Find by single indent value

I have a 400-page document which was converted from a PDF file and is therefore completely messed up in all kinds of ways. There is some application of paragraph styles, but it’s random and erratic, and everything has the most ridiculous direct-formatting overrides. I’m trying to apply the base paragraph styles without having to go through 400 pages and applying to each paragraph individually.

The most consistent feature of the messed-up formatting is the paragraph indenting (left indent and/or first-line indent, but not right indent, which is all over the shop and more or less varies for every paragraph in the document), so I’m trying to do some fairly simple finds to apply styles in bulk… but it doesn’t seem to be possible.

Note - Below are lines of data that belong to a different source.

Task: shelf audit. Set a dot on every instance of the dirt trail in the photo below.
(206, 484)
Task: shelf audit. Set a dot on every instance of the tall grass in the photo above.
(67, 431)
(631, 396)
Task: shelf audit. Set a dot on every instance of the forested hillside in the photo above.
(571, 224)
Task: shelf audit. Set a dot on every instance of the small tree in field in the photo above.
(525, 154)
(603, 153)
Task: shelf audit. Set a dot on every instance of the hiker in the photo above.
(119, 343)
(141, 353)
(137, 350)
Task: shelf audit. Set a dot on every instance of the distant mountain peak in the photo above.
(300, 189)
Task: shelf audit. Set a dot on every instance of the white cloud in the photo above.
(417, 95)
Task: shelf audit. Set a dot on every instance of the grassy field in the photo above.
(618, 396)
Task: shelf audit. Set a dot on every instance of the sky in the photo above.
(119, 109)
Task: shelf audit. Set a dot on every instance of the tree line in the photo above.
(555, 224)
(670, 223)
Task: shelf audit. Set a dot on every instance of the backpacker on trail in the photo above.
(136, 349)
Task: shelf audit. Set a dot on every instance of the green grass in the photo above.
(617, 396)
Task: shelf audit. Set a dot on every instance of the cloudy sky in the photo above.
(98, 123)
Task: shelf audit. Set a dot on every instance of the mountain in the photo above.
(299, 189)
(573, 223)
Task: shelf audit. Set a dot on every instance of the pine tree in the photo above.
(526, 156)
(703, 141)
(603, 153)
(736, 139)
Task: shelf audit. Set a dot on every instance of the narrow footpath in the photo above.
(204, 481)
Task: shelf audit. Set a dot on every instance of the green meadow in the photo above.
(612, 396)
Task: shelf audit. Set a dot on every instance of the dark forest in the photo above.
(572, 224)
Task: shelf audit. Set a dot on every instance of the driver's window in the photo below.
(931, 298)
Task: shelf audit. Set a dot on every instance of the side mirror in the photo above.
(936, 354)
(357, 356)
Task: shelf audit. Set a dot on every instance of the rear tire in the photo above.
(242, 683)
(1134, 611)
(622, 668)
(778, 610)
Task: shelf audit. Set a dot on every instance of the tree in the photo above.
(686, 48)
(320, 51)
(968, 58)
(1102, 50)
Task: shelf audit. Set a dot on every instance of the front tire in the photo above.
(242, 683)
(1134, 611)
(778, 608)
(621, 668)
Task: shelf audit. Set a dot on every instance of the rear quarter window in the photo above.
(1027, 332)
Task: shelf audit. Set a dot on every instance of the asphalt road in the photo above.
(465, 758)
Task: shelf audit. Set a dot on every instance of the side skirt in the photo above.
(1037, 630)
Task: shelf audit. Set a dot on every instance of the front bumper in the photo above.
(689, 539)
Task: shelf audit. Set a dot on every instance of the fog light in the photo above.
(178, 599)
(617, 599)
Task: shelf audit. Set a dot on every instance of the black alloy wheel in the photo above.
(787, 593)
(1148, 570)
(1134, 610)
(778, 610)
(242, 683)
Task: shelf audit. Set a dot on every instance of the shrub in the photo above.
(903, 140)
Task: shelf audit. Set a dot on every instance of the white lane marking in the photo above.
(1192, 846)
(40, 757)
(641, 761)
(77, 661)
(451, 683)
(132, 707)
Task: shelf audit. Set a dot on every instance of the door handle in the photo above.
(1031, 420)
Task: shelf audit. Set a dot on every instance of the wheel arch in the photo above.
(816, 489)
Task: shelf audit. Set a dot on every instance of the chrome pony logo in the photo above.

In the Find and Replace dialog, you can enter various indenting options in Format → Indents & Spacing, but the issue is that if I enter a value in “First line” and leave the others blank, the other two options (“Before text” and “After text”) are force-filled to a value of zero when I hit “OK”, which completely defeats the purpose when the whole point is that the other values vary. (Word does the same thing, which was the reason I tried in LO in the first place.)

I’ve installed the AltSearch extension and tried various permutations of the syntax shown in this answer, but like the asker of that question, I cannot get AltSearch to work properly. Searching for [:::ParaFirstLineIndent=0400::] finds all instances of the paragraph style I want to apply (which has a 0.4 cm first-line indent), but doesn’t find any of the hundreds of instances of text in other paragraph styles with a 0.4 cm first-line indent. I don’t know if AltSearch is getting auto-applied zero values for the other indent values as well.

How can I do this? Can I do this?

Reorganising a converted PDF is a real nightmare. First thing to do is to restore paragraph logic: in a PDF, every line is its own paragraph; there is no link or relation to surrounding lines. Unfortunately there is no automated way to do this because only semantics (significance) can tell whether two consecutive line are part of the same paragraph.

One possible method to avoid manual job would be to submit your PDF to some OCR utility which would certainly do a substantial part of the task.

I don’t think relying on “geometric indents” is a successful idea. IMHO, it is better to consider your text as unformatted: remove all attributes to be in such a case. If the paragraph structure is correctly rebuilt in the previous step, apply paragraph styles. I know, this means reading the 400+ pages but you probably can select large areas in pages and apply Body Text. Heading are easily identified and they can be styled Heading n (don’t forget to remove the existing numbering if any so that automatic consistent numbering takes over).

This means that you have thought deeply about the paragraph styles you’ll need in your final document. This is a very important step if yo want to minimise your pain. You’ll also need character styles for intra-paragraph formatting.

The difficulty in the task comes from the fact that PDF is a “visual” format meant for display while Writer plays at the semantic level where styles “tag” the significance and importance of text. Formatting comes last as a consequence of the mark up. Formatting can be tuned independently from text once it has been “tagged”.

The PDF was originally exported from InDesign and converted using Adobe’s cloud-based PDF conversion engine, so paragraphs are at least mostly correctly connected, rather than being chopped up line-by-line (sadly the new PDF-to-InDesign conversion doesn’t work on the file, probably because it was exported from InDesign CS3, which I’m guessing is just too old to be supported).

 

Headings are actually correctly identified, so those are no problem. The trouble is that nearly all the remaining text paragraphs already have Body Text applied, which of course they shouldn’t have. Paragraphs immediately following headers, figures, captions, tables, blockquotes or spaces should be Normal, but other plain text paragraphs should have Normal Indent applied, and of course blockquotes should have Blockquote applied. These three types of paragraphs are in fact (mostly) consistently distinguished in the file, but only by indentation (first-line indent with no left margin = Normal Indent; left margin = Blockquote).

 

Removing all attributes and starting from scratch is not an option in this case – there are only about six or seven different paragraph styles required for the whole document, but an enormous amount of varying character-level overrides that I would have to manually reapply by visual comparison with the PDF. These are already a headache because they’re inconsistent (including in the PDF – the original layouter clearly didn’t have their character styles properly worked out), and I’ll have to go through them and apply styles manually; if I stripped formatting, I’d have to compare page by page with the PDF in order to even identify them, which would be an absolute nightmare.

 

Additionally, being an academic book, the ratio is about 60% Normal Indent, 20% Normal and 20% Blockquote (not counting a few rarer styles that only show up in a few places), all interlaced; so bulk selection would rarely go beyond half a page, which is what I’m trying to avoid.

Oh – a lucky break!

 

The first thing I did was to simply import the file into InDesign to do the clean-up there (because the search options there are far superior to Word or LibreOffice), but the text was completely messed up, with half the word spaces just disappearing and entire paragraphs being squished into single words.

 

After doing some initial clean-up in Word and LibreOffice, I just tried importing the file into InDesign again now, and this time the spaces were all correctly imported, so something must have helped.

 

That thankfully means I can do the rest of the preparation in InDesign, where searching for a single indent option is easy as pie.